Если ее не усвоить, то мы можем получить рядом нежить или духовного зверя. Мне ее вливать в себя бессмысленно, однако вам, никчемным слабакам, даже эти крохи могут дать очень много. Главное проявить больше таланта, чем у тех халатов, которые вы содрали с трупов ваших менее удачливых сотоварищей.
— Эти старательные стражи Форта оправдают ваши ожидания, Чжэнь лао сянь-шен.
— Или так, или я оправдаю сбрасывание неких бездарных свиней с самой высокой башни замка, — Равнодушно ответил Ксин.
Он заставил каждого глубоко поклониться могиле Ланя, раздал каждому по бумажному юаню из внешнего мира и приказал сжечь на благо умершему. Вот только курс юаней был пятьдесят к одному, а каждую сожженную бумажку записали в будущий долг или вычли сразу с копилок. Жадность администрации Форта не знала границ. Вряд ли сам Ксин додумался до такой вещи.
— Н-нам приступать прямо сейчас, гунцзы? — Нервно спросил его Акургаль.
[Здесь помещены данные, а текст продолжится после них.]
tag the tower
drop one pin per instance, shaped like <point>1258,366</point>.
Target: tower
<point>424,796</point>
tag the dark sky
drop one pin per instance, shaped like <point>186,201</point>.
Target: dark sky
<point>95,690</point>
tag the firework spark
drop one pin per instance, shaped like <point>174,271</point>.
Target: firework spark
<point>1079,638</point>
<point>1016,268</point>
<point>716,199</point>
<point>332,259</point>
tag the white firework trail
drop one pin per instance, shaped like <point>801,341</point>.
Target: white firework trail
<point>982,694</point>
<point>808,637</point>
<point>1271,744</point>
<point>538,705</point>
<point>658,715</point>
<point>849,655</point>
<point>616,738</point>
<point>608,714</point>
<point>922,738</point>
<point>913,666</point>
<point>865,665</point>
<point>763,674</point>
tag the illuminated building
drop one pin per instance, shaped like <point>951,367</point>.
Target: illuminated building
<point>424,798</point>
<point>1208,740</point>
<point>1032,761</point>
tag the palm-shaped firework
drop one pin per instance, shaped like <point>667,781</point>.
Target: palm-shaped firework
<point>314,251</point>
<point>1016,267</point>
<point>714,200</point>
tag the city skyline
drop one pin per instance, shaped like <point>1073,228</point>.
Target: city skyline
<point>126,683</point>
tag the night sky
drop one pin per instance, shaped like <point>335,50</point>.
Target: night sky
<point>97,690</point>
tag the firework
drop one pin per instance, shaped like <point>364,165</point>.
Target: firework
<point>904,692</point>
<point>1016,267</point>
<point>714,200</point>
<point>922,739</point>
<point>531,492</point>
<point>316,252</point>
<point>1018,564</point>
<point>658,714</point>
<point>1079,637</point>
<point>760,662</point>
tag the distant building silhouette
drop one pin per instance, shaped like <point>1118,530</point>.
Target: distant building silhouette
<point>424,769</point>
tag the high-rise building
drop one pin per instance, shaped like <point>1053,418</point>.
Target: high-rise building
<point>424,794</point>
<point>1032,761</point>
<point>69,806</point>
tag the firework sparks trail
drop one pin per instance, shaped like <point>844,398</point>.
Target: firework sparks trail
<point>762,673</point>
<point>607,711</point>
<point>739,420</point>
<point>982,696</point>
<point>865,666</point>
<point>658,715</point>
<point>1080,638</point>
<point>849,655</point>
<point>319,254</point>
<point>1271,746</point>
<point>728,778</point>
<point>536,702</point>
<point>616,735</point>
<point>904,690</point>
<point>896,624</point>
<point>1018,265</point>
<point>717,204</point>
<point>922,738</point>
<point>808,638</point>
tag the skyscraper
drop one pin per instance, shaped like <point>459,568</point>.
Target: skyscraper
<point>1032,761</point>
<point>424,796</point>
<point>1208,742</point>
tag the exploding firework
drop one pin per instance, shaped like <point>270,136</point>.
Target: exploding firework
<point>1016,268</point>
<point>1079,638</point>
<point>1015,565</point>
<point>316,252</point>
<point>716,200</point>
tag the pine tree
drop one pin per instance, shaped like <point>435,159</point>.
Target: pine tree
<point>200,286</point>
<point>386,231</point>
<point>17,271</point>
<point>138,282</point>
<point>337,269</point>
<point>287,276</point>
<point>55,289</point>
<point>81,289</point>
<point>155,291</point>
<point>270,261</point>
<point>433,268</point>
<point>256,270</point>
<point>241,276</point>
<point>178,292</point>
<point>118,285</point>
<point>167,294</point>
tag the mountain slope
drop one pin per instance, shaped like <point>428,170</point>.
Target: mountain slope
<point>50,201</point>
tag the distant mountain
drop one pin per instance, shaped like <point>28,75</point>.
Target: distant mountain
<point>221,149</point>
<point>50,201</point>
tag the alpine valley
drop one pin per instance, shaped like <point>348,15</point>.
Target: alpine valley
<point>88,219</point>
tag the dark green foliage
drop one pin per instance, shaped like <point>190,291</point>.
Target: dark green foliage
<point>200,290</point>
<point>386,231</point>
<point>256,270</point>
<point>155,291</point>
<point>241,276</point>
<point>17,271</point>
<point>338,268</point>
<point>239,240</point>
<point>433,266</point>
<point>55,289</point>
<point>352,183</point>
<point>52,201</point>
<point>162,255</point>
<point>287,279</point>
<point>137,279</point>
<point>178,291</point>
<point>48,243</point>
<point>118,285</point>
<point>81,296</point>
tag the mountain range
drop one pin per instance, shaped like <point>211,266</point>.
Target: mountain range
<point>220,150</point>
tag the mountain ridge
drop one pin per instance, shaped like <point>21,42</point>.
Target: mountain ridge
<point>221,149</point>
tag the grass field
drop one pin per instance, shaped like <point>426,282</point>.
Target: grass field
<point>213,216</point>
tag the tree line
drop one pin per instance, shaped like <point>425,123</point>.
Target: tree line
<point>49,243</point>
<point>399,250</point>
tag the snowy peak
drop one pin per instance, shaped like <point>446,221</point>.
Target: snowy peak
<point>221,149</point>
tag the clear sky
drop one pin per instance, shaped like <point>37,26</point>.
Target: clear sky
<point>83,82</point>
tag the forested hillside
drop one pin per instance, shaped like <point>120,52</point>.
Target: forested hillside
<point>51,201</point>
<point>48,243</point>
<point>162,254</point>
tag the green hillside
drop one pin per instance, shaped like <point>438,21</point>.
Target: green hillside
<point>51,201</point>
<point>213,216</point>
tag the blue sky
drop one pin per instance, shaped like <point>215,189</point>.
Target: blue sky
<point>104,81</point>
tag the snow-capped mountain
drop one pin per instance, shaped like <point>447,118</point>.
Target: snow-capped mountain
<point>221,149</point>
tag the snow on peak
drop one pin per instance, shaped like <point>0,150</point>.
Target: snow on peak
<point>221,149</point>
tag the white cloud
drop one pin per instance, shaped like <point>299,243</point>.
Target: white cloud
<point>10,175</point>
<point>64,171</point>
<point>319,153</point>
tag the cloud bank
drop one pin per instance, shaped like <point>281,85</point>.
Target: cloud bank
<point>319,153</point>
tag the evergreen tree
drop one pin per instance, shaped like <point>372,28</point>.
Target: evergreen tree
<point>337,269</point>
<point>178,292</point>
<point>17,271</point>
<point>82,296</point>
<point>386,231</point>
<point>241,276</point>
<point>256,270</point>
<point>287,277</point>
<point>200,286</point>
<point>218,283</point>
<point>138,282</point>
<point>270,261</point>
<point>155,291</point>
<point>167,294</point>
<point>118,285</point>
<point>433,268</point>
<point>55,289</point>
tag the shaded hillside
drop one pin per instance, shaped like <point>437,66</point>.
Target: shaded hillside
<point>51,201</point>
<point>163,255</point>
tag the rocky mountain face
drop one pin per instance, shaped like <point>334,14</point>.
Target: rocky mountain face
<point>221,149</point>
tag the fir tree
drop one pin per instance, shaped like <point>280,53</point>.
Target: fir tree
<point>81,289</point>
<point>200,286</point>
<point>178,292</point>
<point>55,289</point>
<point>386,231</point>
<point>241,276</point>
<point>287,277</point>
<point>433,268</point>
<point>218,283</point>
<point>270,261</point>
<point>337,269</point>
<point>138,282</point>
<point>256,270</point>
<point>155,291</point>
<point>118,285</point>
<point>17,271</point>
Куратор со скрипом повернул к нему свою шею, придавил ближайших людей своей темной аурой, тягучей от невыразимой тоски и неясной жажды убийства.
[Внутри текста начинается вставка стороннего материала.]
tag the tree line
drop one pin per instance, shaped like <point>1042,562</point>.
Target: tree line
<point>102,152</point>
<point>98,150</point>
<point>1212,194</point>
— Нет. Сперва я очерчу круг ваших обязанностей. И… Почему у этого раба такая красная плешь и зубы выбиты?
— Он предал нас, гунцзы! — Запальчиво выкрикнул Саргон. После чего закономерно получил по ребрам.
— Как вещь может предавать, глупая ты деревенщина? — Зашипел тот, — Если вам, отродьям, не хватает сил даже на то, чтобы удержать в своих хилых ручонках подаренные предметы… Может тогда стоит самим встать на их место? Хотите оказаться в положении рабов в тех отрядах, которые вы, чванливые ничтожества, уже успели разогнать?
— Этот бездарный десятник просит прощения, Чжэнь лао сянь-шен. Мы будем лучше следить за отрядным имуществом.
— Приемлемо. Но больше не выдирать никому волосы без моего согласия. Выглядит отвратительно, — Скривился Ксин.
— Теперь насчет ваших обязанностей. С часа Змеи до часа Козы будете убирать территорию Насыпи. Только то, что успели разведать. Все таскать не стоит. Быстро разбираете завалы, мусор в одну кучу — ценности в другую. И идете дальше. В час обезьяны будете садиться в медитацию. После выполнения я буду находить другую работу. Это понятно?
— Да, Гунцзы! — Хором ответили они.
— Тогда приступайте к очистке территории, бестолочи. За опоздание я продержу вас на шичень после заката.
Дальше началось скучное, почти рутинное расчищение Насыпи. Ксин тщательно следил, чтобы работали все. Сам распределил обязанности, отправил их в разные стороны. Запрещен оказался лишь путь вперед. Приблизиться к чайному домику Гвардеец Императора не дал. Лишь сказал, что все здание вскоре будет сожжено в ритуале очистительного пламени.